Poder justificar tu experiencia y el porqué cobras lo que cobras no sirve de nada si no le ponemos un precio a lo que estamos haciendo, e invariablemente nos preguntamos ¿cuánto vale mi trabajo?. Existen varios elementos que hay que tomar en cuenta para responder objetivamente esta pregunta:

  • Cuánto quieres ganar: Empieza por cuanto ganas ahorita en tu trabajo y si es alcanzable en un inicio. Todos queremos un súper sueldo, pero hay que ser realistas y poner la cantidad que nos gustaría ganar para salir tablas y poder seguir teniendo el estilo de vida que queremos.
  • Impuestos: Tu sueldo neto en cualquier trabajo es con lo que te quedas, por lo que tienes que tomar en cuenta los impuestos que debes de pagar como independiente (Persona Física con actividad Empresarial) que incluyen el IVA (16%) e ISR (depende de los ingresos que tengas, puedes revisar la tabla para cálculo de retenciones en la página del SAT).
  • Competencia: Conoce lo que cobran otros profesionales que ofrezcan un servicio igual o similar al tuyo para saber cual es el estándar de la industria. Este precio lo puedes modificar dependiendo de los servicios adicionales que ofreces y de tu experiencia profesional.
  • Analiza: ¿Tu pagarías esa cantidad por ese servicio? La respuesta inmediata es si, pero después de analizarlo un poco esta respuesta puede cambiar. Analiza si tú fueras alguien interesado en ese servicio y con esas condiciones, si lo pagarías. Si la respuesta es sí, prosigue a preguntarle a tu mercado meta si ellos lo pagarían. Si la respuesta es no, haz algún cambio para llegar al precio ideal.
  • Pregunta: No hay nada mejor que preguntarle a tu mercado meta. No es necesario realizar una investigación de mercado a detalle para saber lo que piensa tu cliente potencial del precio de tu servicio, pero te darás una idea de si es viable o no.

Además de estos elementos a tomar en cuenta, también recuerda lo siguiente:

  • Confía en ti y en lo que estas vendiendo, así llegarás más lejos.
  • Si es posible, pregúntale a tu cliente el presupuesto con el que cuenta o cuanto estaba dispuesto a gastar y ajusta como sea necesario.
  • Si regatean demasiado, déjalos ir. No vale la pena luchar por un cliente que no esta dispuesto a pagar por el valor de tu servicio; además de que puede convertirse en una pesadilla para pagar
  • Si el primer cliente no quiere pagar lo que vale tu trabajo, no te preocupes, él no era parte de tu mercado meta. Los que lo son, lo pagarán.
  • Cobrar lo justo por tu trabajo es muy importante. Aquellas empresas o negocios que no cobran por un servicio se llaman ONG’s y tu no eres una de ellas (por lo menos por ahora).
  • Los precios especiales para amigos y familia no existen (a menos de que sea parte de tu estrategia). Y sí, ellos también tienen que pagar.

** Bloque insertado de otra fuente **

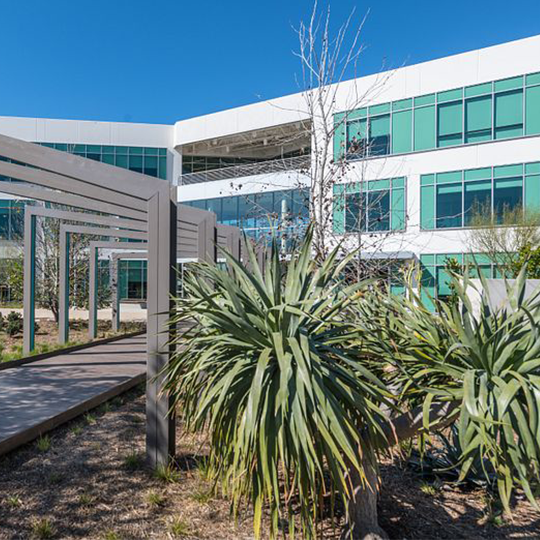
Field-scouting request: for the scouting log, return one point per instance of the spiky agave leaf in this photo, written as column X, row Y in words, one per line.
column 489, row 363
column 272, row 370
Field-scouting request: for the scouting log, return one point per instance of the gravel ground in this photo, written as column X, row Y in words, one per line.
column 87, row 480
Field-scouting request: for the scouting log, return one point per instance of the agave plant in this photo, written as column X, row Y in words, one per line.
column 486, row 362
column 272, row 368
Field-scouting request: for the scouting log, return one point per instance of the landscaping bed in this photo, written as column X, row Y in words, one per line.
column 47, row 336
column 88, row 480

Una vez que eches a andar la rueda de las ventas, vas a poder identificar lo que funciona y lo que no al realizar un cotización; conocerás mejor a tus clientes (los que regatean y los que no) y encontrarás la mejor manera de transmitirle a tu cliente el valor de tu trabajo. No tengas miedo de regalar una muestra de tus servicio (una hora de asesoría, una mini sesión de fotos o una consulta); es como comprarse unos pantalones, hasta que no te los pruebas no sabes si te quedan bien o no … pero una vez que sabes cuales te quedan bien, siempre regresas por ellos.